Software Development, 5 Security Measures to not Forget!

Over the past few months, we have witnessed the growth in the trend for generating awareness programs about secure application development.

Security in software products constitutes an emerging property dictated by the cohesion of multiple factors throughout the development process, from its very conception to the death of the product. When we talk about evaluating the security of computer programs, we refer to a set of activities throughout the development cycle that is born with the idealization of the system and extends over the design, codification, and strengthening of it.

We must not fall into the mistake of confusing system security with its characteristics, such as the use of certain protocols such as SSL. Nor should we confuse it with the security components that are embedded in the system architecture, such as the presence of firewalls, or limit it to compliance with a particular regulation or certification.

How do we guide secure development?

To help assess security maturity in the software development process, the exhibitors at presents a list of common problems when designing applications, which may affect security in the final product. Let’s see what these tips are for safe design.

  1. No component is reliable until proven otherwise

A common mistake in software development is to encompass sensitive functionality in a runtime environment over which we have no control. It should not be assumed that system components are reliable until this can be demonstrated.

For example, if we have a client-server environment, precautions should be taken against adulterated potential clients by deploying verification mechanisms.

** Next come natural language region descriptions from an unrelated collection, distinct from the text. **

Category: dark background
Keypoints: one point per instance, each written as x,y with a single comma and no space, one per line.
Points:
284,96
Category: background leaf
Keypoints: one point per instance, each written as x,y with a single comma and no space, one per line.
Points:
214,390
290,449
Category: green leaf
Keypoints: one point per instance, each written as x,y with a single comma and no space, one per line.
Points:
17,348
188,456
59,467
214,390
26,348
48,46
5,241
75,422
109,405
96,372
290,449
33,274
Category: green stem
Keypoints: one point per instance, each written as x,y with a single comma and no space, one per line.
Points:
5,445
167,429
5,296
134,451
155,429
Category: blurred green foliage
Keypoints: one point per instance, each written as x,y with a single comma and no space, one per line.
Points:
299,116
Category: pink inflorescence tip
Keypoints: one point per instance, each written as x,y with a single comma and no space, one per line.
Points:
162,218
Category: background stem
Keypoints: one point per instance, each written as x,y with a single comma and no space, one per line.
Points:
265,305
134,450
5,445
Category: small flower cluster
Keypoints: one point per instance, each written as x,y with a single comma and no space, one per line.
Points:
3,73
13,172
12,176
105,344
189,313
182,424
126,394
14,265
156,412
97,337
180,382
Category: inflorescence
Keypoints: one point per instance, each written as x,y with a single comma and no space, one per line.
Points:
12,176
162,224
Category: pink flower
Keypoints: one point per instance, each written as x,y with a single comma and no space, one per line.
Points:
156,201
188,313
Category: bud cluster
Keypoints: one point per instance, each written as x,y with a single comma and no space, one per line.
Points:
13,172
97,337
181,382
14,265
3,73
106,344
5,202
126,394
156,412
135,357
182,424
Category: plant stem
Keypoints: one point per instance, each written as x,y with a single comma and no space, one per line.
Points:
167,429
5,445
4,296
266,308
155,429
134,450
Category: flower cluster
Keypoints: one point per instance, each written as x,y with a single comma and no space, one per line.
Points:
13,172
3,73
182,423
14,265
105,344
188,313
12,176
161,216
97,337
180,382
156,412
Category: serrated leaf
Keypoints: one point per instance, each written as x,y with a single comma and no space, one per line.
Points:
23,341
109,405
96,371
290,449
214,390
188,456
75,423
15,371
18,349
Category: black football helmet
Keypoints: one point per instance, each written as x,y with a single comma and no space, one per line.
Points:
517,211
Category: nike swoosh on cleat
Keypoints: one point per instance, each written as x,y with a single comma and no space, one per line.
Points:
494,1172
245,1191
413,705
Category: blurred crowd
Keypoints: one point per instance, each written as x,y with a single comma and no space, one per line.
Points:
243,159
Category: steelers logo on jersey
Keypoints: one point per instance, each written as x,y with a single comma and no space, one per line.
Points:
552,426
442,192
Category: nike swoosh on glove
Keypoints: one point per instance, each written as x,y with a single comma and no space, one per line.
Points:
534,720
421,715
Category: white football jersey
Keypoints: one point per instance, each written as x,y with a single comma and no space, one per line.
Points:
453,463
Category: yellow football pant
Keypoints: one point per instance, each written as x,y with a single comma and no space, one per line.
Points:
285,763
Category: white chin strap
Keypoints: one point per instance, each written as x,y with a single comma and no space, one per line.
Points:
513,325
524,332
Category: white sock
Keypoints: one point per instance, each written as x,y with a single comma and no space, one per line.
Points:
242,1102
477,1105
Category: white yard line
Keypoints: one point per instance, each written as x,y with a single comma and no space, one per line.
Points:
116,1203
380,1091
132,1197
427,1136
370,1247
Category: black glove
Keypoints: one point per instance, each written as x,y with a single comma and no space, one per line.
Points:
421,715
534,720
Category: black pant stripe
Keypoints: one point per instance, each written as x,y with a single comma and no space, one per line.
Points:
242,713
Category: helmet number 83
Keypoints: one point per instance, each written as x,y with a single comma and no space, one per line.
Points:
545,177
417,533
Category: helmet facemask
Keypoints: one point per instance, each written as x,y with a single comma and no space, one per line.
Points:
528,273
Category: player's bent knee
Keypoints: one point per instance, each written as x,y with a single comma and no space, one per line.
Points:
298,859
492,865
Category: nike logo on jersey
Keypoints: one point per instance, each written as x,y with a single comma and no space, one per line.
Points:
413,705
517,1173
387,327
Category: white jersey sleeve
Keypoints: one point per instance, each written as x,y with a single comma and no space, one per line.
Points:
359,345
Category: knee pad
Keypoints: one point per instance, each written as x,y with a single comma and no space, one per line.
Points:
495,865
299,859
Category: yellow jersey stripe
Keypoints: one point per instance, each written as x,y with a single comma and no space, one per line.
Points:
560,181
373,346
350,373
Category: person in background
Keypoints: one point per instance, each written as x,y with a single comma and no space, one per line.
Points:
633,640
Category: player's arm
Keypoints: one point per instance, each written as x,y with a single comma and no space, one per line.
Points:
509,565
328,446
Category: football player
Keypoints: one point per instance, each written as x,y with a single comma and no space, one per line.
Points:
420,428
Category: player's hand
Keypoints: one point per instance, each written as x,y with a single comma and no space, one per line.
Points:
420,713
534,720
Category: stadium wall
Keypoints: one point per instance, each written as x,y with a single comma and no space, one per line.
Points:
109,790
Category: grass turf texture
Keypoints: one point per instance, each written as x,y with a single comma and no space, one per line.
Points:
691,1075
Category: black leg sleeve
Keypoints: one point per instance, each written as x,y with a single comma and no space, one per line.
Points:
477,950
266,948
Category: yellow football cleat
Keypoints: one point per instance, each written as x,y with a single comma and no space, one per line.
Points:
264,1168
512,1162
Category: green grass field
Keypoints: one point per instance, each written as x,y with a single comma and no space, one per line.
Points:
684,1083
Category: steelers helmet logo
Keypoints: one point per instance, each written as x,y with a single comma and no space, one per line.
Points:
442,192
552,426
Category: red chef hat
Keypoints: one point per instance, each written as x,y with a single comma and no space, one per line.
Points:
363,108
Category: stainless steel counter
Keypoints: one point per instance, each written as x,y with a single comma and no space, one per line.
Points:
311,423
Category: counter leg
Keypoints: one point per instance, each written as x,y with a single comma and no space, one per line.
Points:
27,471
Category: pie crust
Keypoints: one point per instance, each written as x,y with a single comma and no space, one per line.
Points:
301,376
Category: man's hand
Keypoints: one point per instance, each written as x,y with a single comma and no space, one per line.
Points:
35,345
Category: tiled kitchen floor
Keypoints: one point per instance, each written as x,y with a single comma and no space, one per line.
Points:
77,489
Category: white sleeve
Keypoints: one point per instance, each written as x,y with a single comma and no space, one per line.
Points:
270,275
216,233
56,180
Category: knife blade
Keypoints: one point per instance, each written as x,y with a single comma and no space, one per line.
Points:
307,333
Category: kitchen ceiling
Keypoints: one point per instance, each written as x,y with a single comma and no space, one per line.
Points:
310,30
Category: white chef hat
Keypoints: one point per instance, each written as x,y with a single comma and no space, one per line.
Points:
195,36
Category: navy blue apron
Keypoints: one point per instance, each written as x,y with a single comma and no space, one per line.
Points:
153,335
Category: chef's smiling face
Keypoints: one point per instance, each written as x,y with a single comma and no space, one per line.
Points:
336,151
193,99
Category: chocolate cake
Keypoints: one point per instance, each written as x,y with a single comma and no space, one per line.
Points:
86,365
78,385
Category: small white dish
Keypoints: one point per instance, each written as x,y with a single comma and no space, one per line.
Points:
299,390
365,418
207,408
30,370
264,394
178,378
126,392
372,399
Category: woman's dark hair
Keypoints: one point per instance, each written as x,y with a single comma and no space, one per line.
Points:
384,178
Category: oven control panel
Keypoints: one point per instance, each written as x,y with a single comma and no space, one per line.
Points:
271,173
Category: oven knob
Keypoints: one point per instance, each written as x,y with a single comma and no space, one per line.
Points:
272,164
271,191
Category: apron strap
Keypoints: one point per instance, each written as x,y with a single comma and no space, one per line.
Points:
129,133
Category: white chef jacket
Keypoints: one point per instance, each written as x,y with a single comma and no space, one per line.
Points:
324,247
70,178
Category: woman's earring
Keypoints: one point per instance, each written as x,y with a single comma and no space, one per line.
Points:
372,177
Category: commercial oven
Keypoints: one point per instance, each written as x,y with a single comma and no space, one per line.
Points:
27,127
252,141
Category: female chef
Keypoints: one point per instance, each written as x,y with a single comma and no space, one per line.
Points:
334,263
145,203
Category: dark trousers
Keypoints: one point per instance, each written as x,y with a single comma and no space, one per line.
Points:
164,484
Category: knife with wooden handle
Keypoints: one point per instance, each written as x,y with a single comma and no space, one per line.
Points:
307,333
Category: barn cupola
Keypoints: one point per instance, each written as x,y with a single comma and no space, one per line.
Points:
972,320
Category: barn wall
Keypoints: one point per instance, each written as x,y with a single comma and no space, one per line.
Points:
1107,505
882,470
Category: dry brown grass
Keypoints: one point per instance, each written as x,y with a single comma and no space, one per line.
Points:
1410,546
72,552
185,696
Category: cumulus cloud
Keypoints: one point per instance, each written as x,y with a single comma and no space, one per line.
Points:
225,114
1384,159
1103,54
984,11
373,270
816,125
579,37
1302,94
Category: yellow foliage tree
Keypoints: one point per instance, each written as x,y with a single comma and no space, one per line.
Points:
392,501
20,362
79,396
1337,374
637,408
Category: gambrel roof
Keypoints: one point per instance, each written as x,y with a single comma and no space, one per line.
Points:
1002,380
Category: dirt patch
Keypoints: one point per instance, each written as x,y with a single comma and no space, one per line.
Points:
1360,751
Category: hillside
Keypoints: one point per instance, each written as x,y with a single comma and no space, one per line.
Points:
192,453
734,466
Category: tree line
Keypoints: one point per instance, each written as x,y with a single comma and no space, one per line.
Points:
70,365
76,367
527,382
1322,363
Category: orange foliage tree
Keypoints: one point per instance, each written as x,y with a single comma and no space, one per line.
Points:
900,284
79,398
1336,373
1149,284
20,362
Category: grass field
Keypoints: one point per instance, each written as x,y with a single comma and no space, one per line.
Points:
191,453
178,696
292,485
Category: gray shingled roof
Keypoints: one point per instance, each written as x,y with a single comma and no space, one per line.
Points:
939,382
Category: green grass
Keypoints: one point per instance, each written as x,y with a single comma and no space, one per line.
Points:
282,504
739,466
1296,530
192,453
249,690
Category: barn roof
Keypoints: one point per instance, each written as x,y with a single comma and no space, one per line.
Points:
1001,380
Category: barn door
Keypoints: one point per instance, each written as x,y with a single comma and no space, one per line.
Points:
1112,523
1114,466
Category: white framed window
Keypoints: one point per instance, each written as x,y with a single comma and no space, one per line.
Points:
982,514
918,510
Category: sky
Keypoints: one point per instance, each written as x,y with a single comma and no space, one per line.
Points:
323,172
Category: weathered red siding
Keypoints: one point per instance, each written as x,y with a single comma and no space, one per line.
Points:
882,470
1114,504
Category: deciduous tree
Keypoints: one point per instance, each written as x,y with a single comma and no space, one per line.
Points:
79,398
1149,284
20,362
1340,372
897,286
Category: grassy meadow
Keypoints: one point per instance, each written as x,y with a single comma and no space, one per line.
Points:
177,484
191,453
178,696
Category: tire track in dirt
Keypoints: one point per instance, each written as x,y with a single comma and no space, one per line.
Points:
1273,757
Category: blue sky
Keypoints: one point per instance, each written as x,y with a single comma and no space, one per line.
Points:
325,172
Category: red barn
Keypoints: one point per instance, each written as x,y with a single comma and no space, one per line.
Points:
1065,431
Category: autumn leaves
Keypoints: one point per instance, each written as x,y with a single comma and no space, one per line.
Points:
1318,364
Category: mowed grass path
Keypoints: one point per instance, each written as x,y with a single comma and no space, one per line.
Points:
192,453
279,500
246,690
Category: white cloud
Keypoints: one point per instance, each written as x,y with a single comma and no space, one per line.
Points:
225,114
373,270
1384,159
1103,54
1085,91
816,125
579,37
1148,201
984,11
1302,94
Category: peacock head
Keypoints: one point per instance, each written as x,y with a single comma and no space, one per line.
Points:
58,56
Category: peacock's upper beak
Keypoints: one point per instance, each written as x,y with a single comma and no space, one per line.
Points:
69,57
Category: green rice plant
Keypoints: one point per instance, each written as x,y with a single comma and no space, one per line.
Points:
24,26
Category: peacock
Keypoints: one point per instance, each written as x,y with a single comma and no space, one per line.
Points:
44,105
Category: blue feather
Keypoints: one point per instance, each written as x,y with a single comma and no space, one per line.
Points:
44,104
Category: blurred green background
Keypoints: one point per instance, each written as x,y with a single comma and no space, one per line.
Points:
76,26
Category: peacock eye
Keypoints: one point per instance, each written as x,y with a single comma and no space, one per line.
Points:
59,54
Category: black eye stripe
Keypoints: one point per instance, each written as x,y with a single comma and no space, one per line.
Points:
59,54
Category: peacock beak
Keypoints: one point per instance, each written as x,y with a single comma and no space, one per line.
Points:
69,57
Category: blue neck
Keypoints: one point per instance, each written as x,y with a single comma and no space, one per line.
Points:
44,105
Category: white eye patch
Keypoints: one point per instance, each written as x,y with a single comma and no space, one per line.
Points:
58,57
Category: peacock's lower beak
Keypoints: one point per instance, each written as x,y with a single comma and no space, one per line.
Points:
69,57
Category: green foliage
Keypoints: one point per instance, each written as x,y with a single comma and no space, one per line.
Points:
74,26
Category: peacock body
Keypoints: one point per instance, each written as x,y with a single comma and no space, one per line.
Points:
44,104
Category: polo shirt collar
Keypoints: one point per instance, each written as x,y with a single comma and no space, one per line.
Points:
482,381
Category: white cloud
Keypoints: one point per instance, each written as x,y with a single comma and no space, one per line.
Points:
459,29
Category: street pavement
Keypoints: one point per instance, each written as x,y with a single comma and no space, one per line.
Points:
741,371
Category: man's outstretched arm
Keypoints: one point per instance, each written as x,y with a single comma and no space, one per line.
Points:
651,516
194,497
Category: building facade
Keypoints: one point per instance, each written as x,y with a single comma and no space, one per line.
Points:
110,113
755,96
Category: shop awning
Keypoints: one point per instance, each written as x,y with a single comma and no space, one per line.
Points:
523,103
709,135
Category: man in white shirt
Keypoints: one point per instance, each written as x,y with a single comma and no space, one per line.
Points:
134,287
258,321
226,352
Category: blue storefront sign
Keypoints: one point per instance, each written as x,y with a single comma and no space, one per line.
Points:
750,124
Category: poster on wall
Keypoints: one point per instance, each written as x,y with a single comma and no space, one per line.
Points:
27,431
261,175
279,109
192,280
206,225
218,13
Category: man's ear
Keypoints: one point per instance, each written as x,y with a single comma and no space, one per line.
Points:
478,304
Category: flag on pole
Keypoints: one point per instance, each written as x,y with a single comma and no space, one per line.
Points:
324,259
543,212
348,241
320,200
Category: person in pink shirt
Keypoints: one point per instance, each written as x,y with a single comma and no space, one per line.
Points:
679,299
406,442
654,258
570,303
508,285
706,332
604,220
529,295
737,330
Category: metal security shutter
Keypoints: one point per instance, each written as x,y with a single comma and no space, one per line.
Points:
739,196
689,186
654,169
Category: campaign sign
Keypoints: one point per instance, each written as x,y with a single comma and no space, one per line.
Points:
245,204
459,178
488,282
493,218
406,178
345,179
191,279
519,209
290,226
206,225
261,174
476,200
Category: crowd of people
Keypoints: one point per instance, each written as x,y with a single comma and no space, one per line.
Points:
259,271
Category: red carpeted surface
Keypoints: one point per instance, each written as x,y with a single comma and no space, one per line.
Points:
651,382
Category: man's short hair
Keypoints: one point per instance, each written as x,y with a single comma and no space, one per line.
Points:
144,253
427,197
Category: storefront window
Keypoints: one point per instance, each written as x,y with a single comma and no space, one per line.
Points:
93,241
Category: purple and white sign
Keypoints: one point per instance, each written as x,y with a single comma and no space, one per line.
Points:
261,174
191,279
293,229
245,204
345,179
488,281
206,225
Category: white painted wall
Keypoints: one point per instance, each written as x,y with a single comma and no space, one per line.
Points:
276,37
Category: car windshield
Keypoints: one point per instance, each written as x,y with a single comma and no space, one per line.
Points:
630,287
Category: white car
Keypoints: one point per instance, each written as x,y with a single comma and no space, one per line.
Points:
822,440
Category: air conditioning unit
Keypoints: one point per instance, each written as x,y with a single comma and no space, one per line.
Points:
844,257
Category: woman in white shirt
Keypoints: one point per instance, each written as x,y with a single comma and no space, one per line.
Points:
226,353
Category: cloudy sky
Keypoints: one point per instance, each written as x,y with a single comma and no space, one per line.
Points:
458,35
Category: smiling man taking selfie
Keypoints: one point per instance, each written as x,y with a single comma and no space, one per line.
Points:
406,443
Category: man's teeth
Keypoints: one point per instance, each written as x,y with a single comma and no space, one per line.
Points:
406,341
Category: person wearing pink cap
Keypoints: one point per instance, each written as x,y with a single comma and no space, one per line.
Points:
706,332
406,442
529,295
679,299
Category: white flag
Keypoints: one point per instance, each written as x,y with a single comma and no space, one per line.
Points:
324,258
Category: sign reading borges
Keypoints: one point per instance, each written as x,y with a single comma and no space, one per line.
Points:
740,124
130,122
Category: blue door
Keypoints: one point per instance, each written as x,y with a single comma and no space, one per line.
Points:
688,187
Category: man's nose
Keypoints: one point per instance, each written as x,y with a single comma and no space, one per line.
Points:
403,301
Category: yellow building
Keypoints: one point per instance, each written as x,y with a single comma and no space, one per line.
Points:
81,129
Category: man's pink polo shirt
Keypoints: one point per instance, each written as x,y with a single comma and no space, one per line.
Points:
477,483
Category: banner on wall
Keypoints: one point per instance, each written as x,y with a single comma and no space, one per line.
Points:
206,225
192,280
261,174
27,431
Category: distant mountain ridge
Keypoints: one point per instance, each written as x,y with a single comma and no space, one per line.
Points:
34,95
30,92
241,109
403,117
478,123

We must think that it is in the domain of the user who will not always have the best intentions.

  1. Outline authentication mechanisms difficult to circumvent

Authentication is the process that allows us to prove the identity of the user and assign him a unique identifier. The development of centralized authentication methods that cover every possible path of entry is one of the pillars in the construction of secure applications.

If it is web pages, we must think about which sites will require the management of authenticated users, and take care that undue third parties do not intrude on the system from unprotected URLs. The use of multiple authentication factors will allow us to strengthen the system by checking not only what the user knows but, for example, also what the user has.

  1. Authorize, in addition, to authenticate

Authorization is the process that designates whether or not an authenticated user can take an action that changes the state of the system. Authorization processes for authenticated users must be thought through design and prevents sessions that have fallen into the wrong hands.

  1. Separate data from control instructions

This point is key when working with code capable of modifying itself, or languages ​​that compile said code at runtime -such as JavaScript-, where the same instructions are received as data. So, it becomes of utmost importance to sanitize the inputs the system receives to prevent attackers from manipulating the flow of execution by entering malicious data.

  1. Validate all data explicitly

Entries to the system should be evaluated with a whitelist over blacklist philosophy: determine what will be allowed, and deny anything that does not correspond. We must think that an attacker interprets the data as possible programming languages, with the intention of manipulating the state of the system. Therefore, it becomes necessary to inspect these input data, generating automatic procedures to bring them into well-known canonical forms.

Furthermore, this validation of inputs must take place close to the moment in which the data is actually used since the gap between validation and use provides a window of opportunity for the generation of attacks.

To implement this, you can design common components that centralize both syntactic –structural– and semantic –meaning– validations and take advantage of the data types present in the programming language you are working on.